AC Milan’s trademark defeat: a misfire over meaning
Most of the IP world knows what happened in case T-353/20. Many IP newsletters, blog posts, and articles spoke about the fact that the Sixth Chamber of the General Court of the European Union had rejected the registration of the figurative European Union trademark application in the name of the world-famous football club AC Milan, in connection with stationery items.
This was due to the presence of the earlier German word mark “Milan” registered by InterES Handels- und Dienstleistungs Gesellschaft.
The sentence, which was passed down on 10 November 2021, clearly and indisputably applies all the well-known principles used to assess whether two trademarks are in conflict or not.
Nevertheless, from my point of view, it would have been important to go further and to consider real-life situations.
Tackling ‘conceptual’ similarity
The applied-for trademark is the device logo of AC Milan, which is surely recognisable for the majority of EU consumers.
Everybody knows the AC Milan Football Club. Moreover, most people will recognise the AC Milan logo, even non-soccer fans, like me.
Soccer is probably the most popular sport in Europe, in fact this sport has become more than just a game. Its reach can be seen in societies at large, in politics and in economies.
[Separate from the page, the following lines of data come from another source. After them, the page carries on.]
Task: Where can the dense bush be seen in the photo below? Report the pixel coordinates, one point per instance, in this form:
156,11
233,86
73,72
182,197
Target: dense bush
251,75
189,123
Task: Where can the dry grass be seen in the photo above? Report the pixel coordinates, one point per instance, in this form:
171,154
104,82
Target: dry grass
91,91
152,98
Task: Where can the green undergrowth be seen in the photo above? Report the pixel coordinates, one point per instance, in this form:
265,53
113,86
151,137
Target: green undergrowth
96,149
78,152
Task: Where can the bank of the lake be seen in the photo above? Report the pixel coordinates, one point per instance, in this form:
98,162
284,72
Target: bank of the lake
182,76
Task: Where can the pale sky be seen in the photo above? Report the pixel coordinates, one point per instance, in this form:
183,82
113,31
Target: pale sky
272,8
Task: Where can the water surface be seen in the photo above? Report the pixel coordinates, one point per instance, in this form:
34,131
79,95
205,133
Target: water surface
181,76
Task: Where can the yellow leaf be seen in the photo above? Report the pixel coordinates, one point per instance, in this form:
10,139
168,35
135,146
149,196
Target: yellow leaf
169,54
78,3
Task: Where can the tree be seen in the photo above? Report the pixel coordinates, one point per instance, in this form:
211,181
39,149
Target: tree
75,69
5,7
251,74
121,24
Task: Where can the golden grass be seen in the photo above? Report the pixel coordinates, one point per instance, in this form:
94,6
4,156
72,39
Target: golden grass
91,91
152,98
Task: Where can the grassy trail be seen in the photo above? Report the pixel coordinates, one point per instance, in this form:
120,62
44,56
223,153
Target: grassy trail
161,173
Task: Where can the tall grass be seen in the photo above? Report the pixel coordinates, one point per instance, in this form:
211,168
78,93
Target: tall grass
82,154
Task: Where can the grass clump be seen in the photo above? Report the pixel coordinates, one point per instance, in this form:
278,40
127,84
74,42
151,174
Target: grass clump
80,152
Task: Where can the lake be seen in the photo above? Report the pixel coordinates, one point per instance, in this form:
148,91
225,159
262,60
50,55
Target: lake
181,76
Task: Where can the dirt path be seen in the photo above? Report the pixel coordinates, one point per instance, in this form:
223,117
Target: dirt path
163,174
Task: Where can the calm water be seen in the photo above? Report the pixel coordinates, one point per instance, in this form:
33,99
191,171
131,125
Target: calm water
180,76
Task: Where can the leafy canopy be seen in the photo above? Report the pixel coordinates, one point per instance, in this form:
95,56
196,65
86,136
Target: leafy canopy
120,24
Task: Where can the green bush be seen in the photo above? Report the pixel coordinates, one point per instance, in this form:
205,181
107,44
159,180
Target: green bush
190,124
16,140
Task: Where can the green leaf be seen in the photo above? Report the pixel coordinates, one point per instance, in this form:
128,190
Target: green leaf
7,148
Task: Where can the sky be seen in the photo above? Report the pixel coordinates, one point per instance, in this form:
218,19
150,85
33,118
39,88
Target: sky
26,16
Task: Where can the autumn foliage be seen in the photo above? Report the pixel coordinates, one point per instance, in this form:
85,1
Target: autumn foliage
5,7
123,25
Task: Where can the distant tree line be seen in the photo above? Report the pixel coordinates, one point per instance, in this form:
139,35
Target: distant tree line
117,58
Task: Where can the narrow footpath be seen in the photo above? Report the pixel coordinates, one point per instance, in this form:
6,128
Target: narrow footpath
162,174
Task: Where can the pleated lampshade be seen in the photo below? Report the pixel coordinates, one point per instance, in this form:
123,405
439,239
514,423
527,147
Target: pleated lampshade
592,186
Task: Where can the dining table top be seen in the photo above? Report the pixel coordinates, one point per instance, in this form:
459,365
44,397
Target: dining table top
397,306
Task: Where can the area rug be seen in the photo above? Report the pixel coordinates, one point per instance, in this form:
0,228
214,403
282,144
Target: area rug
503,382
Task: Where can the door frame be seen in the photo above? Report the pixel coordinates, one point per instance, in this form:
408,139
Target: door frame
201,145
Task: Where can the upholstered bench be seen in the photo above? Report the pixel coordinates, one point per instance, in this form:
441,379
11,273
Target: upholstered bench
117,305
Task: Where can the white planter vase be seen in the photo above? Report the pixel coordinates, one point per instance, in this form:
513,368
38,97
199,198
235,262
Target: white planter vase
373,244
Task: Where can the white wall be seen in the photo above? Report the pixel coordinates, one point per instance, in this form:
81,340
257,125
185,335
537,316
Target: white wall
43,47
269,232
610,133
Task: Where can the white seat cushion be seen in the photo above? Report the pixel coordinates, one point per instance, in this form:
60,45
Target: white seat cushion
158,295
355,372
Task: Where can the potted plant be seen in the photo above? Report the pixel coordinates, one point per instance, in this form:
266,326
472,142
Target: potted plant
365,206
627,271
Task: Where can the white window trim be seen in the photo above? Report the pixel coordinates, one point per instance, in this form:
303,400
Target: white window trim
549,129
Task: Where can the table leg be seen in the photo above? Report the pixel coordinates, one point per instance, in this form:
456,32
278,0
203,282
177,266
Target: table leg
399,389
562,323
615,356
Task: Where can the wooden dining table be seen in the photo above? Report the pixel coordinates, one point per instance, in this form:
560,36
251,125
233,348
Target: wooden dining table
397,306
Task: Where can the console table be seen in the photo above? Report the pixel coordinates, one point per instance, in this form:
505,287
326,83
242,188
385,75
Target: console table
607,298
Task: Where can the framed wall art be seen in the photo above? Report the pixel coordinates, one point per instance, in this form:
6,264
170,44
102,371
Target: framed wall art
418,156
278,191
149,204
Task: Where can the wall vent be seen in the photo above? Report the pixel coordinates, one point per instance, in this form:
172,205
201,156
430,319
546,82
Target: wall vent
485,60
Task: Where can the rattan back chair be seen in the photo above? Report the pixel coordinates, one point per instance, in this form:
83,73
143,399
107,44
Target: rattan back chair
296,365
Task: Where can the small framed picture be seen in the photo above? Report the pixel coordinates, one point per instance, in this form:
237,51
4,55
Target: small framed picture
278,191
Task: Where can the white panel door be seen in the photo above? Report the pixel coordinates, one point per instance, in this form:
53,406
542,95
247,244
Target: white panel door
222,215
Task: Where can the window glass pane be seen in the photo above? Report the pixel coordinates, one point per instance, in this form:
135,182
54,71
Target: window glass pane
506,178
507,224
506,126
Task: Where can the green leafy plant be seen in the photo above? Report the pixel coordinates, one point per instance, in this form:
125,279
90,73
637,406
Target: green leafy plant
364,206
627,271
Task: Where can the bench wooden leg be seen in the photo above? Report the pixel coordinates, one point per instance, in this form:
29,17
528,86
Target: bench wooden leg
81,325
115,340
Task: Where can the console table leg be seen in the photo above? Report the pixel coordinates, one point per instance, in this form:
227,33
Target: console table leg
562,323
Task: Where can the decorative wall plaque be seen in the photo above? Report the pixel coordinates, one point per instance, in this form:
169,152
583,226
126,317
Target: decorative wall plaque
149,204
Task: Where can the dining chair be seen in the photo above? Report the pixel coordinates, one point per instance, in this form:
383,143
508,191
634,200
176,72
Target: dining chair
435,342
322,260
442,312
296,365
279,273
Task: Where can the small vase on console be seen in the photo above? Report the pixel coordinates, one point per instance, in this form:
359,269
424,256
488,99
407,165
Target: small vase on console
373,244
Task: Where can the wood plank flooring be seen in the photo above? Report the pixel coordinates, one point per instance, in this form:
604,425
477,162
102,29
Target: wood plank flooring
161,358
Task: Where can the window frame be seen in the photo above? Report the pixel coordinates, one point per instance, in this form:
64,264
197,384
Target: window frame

In the decision under consideration, in point 114, the Court affirmed that “the applicant’s argument based on the alleged reputation of the mark applied for is entirely irrelevant” because “only the reputation of the earlier mark, and not that of the mark applied for, must be taken into account” (point 113).
The error in the above reasoning lies in the fact that in the present case it would not even be necessary to invoke the “reputation” of the applied for mark, as the issue can and must be resolved merely based on the global assessment of the risk of confusion.
This global assessment must also be made by taking into account the “conceptual” similarity of the signs.